With President Obama's historic legislation due to take full effect in February, some consumers and card issuers are bracing for tougher regulation that might make it harder for cash-strapped Americans to get a hold of plastic.
Officially called as the credit card Accountability, Responsibility, and Disclosure Act of 2009, the new law is aimed at protecting cardholders and consumers against bank practices considered by many as unfair.
The new legislation has several mandates, which make it harder for banks and card companies to raise interest rates without warning consumers beforehand. It also gives cardholders a better chance at settling their debts by allotting excess payments over monthly minimums to balances with the highest rates.
Proponents and consumer advocacy groups have hailed the new law as a milestone in consumer rights. Because of the new restrictions, however, banks and card issuers are already resorting to higher fees and charges to make up for lost profit. With total industry losses amounting to a staggering $82 billion this year, experts believe that card companies and financial institutions would be more cautious about issuing credit cards to just anyone. In fact, they say, the new law would require consumers under the age of 21 to have a co-signer or provide proof of income for them to get credit cards.

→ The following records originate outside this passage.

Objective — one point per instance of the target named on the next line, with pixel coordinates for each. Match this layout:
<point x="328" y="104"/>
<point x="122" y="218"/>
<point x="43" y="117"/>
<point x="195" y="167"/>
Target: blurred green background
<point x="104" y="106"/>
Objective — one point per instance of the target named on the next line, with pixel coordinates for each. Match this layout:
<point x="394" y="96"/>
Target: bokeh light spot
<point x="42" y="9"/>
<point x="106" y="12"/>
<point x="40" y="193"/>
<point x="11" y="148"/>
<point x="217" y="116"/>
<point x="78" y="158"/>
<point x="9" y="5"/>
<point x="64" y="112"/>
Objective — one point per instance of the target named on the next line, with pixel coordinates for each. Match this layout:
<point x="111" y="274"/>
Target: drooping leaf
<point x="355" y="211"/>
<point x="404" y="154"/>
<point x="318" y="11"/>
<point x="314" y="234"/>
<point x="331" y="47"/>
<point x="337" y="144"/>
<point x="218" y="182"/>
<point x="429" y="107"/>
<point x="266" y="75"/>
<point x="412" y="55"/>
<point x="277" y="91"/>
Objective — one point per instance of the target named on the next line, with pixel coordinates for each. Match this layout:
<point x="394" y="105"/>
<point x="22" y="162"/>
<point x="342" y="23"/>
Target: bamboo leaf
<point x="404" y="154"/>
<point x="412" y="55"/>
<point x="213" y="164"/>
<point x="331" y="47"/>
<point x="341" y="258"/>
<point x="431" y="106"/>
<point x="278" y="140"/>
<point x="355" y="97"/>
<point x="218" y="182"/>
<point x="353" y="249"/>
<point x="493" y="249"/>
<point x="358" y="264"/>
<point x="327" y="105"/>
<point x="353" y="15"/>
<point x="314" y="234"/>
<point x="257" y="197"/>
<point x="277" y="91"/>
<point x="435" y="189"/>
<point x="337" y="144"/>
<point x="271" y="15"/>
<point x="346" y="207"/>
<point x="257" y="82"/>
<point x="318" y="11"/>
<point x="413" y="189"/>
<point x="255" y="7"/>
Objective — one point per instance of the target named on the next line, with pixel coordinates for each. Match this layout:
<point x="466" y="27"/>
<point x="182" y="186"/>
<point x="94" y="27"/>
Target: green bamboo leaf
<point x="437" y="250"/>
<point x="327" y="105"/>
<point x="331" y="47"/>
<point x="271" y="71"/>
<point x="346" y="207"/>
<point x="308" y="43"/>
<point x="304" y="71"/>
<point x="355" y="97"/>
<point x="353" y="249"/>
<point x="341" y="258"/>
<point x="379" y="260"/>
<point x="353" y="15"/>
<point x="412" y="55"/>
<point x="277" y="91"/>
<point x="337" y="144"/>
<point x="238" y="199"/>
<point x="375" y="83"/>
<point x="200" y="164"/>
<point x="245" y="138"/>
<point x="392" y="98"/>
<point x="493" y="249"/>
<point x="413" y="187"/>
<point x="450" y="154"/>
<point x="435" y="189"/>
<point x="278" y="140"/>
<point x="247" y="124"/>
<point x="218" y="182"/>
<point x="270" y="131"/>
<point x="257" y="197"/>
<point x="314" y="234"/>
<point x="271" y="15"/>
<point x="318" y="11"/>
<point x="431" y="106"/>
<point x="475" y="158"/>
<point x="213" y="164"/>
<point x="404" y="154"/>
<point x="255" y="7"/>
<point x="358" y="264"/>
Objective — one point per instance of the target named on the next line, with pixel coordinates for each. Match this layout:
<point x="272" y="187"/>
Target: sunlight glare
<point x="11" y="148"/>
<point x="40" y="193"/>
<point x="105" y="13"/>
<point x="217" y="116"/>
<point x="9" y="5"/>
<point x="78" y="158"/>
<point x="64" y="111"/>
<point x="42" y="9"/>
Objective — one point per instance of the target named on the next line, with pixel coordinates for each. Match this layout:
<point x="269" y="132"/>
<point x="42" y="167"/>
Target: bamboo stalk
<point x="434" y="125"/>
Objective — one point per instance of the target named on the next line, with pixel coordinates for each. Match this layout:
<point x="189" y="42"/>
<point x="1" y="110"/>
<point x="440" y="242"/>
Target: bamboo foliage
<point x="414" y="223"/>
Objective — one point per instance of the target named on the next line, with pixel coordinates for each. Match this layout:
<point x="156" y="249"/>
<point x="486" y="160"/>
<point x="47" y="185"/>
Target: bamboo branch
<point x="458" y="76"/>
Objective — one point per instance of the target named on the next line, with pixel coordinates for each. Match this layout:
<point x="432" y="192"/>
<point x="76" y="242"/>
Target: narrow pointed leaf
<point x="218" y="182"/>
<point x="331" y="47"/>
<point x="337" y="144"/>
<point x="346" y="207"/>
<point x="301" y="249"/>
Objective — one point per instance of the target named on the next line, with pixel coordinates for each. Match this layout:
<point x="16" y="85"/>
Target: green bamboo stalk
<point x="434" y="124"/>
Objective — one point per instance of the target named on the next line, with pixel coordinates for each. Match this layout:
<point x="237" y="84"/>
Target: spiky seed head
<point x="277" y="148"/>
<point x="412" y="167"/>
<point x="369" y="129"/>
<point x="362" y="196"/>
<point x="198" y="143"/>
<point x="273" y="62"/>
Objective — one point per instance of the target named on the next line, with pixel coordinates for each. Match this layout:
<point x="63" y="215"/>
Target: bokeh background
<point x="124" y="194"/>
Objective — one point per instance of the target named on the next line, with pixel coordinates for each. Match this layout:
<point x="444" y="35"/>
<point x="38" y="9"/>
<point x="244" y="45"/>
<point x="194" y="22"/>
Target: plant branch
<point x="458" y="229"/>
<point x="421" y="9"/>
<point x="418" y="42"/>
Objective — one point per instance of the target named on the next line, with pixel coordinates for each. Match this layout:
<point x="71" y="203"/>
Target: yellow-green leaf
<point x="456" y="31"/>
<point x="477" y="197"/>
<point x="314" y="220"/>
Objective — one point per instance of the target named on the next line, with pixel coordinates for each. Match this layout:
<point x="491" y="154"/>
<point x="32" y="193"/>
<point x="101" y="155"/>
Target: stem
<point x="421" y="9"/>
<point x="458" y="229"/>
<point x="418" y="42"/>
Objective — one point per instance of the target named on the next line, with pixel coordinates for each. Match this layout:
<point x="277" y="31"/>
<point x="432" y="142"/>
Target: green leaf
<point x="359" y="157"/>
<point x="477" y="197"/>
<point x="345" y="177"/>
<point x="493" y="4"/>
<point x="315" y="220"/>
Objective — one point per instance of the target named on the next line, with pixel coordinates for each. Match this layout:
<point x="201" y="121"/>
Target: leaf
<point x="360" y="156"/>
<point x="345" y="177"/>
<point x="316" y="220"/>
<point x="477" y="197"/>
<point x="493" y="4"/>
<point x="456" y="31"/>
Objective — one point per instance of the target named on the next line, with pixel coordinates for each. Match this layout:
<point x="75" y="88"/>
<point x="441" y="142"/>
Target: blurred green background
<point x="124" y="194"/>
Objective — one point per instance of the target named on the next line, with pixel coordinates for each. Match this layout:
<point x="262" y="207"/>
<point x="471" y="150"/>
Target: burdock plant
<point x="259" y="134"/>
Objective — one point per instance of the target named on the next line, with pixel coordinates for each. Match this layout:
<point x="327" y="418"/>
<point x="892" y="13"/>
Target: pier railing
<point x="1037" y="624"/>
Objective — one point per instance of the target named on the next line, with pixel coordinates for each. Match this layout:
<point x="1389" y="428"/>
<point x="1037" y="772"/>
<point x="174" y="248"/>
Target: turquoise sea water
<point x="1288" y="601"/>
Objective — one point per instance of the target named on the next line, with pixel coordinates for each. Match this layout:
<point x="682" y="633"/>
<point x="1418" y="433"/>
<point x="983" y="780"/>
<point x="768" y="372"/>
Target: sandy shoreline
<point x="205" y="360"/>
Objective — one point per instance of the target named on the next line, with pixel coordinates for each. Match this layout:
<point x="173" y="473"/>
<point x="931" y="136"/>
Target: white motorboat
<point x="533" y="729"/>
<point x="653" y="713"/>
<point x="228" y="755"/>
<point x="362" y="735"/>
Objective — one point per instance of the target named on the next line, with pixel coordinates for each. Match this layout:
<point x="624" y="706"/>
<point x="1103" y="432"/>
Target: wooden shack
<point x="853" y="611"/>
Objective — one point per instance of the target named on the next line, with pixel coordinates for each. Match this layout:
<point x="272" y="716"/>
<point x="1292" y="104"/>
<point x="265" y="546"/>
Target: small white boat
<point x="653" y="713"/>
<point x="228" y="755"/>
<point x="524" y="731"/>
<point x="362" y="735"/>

As a result, more and more Americans are turning to another type of card, the secured credit card. Experts say that secured cards are just like the regular one except that they require a cash deposit upfront. Cardholders are required to have a bank deposit equal to the credit limit of their credit cards. This is to ensure that they have enough money to pay off their debts. Many experts say that this form of credit is perfect for young consumers for them to build up a clean credit history without the risks of falling into debt.
Industry analysts also say that secured credit cards can be used in almost any situation or retailer that accepts regular credit cards. With the February deadline fast approaching, many banks and card issuers are expecting a sharp increase in applications for secured cards. Unlike regular cards, these do not require a co-signer or a valid proof of income. Students, though, have to maintain their bank deposit for them to continue using their cards.
Despite this, some groups are criticizing this particular feature of the law, saying that it is discriminatory. They argue that the law restricts the freedom of young consumers to get credit despite them being legal adults.